4. The United States should secure its interests and those of its allies against the North Korean nuclear and missile threats by expanding U.S.-South Korea-Japan cooperation and strengthening its joint deterrence profile. The Pentagon should step up its work with U.S. allies to build the capacity necessary to enhance deterrence on the peninsula, enforce sanctions and impede North Korean missile programs. Expanded naval capacity will be needed to interdict North Korean vessels, detect submarine activity and intercept North Korean missile launches.
If Pyongyang refuses to negotiate, the United States and its allies should judiciously apply new military measures to deny North Korea the benefit of its actions and to strengthen deterrence against military attacks. This can include the United States, South Korea and Japan jointly signaling that future North Korean aggression would be met with an active and proportionate self-defense response, including inside North Korea.
We also recommend that the United States and its allies jointly build the capacity to intercept all missiles originating from North Korea with a range-payload capability greater than existing Scud missiles (approximately 1,000 kilometers) — whether they are declared to be ballistic missile tests or civil space launch vehicles.
These responses to North Korea’s continued defiance of U.N. resolutions will not be easy and are not without risk. We do not support a policy of inducing a collapse of the North Korean regime, and these steps will have to be carefully implemented.
North Korea continues to commit unconscionable crimes against its citizens. We recommend working through the United Nations to increase pressure on North Korea to abide by internationally recognized standards for human rights, including by suspending North Korea’s credentials.

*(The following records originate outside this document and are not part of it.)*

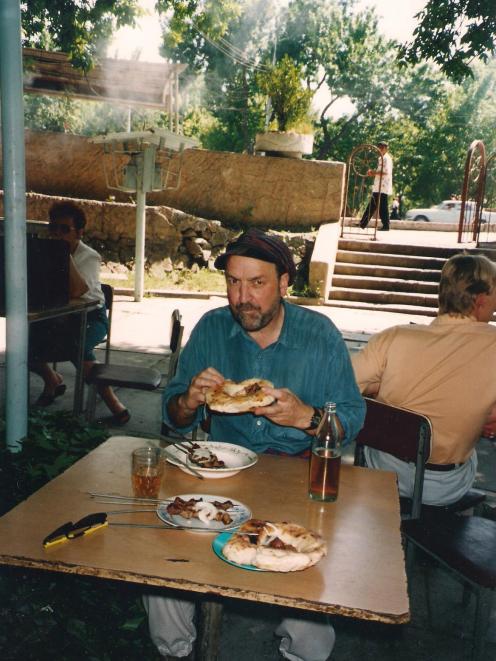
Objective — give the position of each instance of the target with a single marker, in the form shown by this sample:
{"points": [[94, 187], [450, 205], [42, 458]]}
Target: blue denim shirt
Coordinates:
{"points": [[309, 358]]}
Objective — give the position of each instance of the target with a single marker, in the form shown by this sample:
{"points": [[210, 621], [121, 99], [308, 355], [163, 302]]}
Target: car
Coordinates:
{"points": [[446, 212]]}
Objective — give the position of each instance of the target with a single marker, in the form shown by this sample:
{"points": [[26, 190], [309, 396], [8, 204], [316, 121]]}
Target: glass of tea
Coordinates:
{"points": [[147, 470]]}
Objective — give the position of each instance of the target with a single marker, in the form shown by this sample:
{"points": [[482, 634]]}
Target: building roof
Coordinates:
{"points": [[126, 81]]}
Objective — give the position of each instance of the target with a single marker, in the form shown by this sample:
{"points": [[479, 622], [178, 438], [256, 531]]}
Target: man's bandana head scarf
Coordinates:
{"points": [[259, 245]]}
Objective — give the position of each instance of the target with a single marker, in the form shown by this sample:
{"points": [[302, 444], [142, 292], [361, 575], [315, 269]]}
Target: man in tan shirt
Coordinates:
{"points": [[446, 371]]}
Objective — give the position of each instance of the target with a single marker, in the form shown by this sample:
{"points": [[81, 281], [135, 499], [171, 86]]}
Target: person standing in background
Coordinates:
{"points": [[381, 188]]}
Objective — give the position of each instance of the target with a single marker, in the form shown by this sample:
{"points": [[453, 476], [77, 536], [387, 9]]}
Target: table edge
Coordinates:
{"points": [[211, 589]]}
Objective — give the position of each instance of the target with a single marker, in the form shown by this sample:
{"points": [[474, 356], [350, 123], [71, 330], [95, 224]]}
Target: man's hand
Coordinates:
{"points": [[182, 408], [195, 395], [288, 410]]}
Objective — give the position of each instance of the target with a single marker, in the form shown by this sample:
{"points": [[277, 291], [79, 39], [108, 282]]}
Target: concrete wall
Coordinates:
{"points": [[233, 188]]}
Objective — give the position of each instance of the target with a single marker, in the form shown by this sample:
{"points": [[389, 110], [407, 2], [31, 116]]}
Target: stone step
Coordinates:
{"points": [[384, 297], [387, 259], [384, 283], [400, 249], [376, 307], [371, 270]]}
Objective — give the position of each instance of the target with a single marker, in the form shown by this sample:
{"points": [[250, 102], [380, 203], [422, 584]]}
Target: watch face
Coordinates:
{"points": [[316, 418]]}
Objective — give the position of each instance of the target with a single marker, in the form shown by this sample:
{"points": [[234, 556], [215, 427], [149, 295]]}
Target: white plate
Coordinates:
{"points": [[235, 458], [239, 514]]}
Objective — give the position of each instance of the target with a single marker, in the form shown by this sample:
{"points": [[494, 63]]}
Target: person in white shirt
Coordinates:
{"points": [[67, 222], [381, 189]]}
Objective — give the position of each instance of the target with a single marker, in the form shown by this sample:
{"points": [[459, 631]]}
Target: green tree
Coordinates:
{"points": [[78, 27], [290, 102], [453, 33], [223, 43]]}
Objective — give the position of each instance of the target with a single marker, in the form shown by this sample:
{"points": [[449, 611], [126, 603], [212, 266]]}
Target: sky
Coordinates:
{"points": [[396, 20]]}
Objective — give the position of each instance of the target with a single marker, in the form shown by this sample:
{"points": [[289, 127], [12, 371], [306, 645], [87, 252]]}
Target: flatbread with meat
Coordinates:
{"points": [[232, 397], [279, 546]]}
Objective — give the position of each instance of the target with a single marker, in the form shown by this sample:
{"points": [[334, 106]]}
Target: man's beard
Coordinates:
{"points": [[251, 318]]}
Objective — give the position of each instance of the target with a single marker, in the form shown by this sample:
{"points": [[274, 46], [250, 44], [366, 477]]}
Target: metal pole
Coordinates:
{"points": [[13, 161], [140, 242]]}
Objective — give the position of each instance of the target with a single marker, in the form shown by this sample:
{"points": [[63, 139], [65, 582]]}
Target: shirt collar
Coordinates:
{"points": [[444, 319]]}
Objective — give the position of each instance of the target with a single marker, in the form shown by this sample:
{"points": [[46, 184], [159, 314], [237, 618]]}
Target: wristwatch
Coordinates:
{"points": [[315, 419]]}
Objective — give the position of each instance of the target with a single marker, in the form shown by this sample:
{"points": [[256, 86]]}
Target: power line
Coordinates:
{"points": [[230, 51]]}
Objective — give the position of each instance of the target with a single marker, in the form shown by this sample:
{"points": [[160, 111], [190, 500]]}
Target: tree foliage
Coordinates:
{"points": [[453, 33], [78, 27], [290, 101]]}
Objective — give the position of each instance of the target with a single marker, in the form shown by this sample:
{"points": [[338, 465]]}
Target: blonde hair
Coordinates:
{"points": [[462, 278]]}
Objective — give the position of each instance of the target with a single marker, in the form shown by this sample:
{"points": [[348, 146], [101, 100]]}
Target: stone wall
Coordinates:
{"points": [[236, 189], [174, 240]]}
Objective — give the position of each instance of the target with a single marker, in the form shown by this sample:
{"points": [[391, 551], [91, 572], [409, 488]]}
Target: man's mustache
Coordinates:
{"points": [[246, 307]]}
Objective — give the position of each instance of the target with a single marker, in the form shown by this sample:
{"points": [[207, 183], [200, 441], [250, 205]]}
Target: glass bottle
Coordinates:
{"points": [[325, 460]]}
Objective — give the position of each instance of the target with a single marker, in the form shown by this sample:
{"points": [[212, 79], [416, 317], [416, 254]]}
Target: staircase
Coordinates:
{"points": [[395, 278]]}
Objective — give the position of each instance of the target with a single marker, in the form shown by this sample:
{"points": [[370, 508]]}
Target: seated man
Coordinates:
{"points": [[303, 354], [445, 370], [67, 222]]}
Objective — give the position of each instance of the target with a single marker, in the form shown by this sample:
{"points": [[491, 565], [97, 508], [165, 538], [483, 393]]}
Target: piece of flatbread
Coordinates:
{"points": [[281, 547], [232, 397]]}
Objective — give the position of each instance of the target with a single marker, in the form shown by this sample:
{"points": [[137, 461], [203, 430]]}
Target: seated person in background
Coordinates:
{"points": [[445, 370], [67, 222], [303, 354]]}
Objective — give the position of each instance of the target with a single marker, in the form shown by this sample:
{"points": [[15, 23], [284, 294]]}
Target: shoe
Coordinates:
{"points": [[45, 399], [116, 420]]}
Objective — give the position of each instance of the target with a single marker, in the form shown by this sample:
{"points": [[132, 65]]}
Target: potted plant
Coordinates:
{"points": [[291, 133]]}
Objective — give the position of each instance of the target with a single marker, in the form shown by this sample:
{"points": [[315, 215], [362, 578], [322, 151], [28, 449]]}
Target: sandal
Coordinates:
{"points": [[45, 399]]}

North Korea presents one of the most dangerous international security challenges facing the world. In April, Chinese President Xi Jinping told a group of foreign diplomats that his country “will never allow war or chaos on the peninsula,” a statement that seemed to apply to all parties. The United States and China have a shared and vital national interest in preventing this from occurring. The time to act on that interest is now.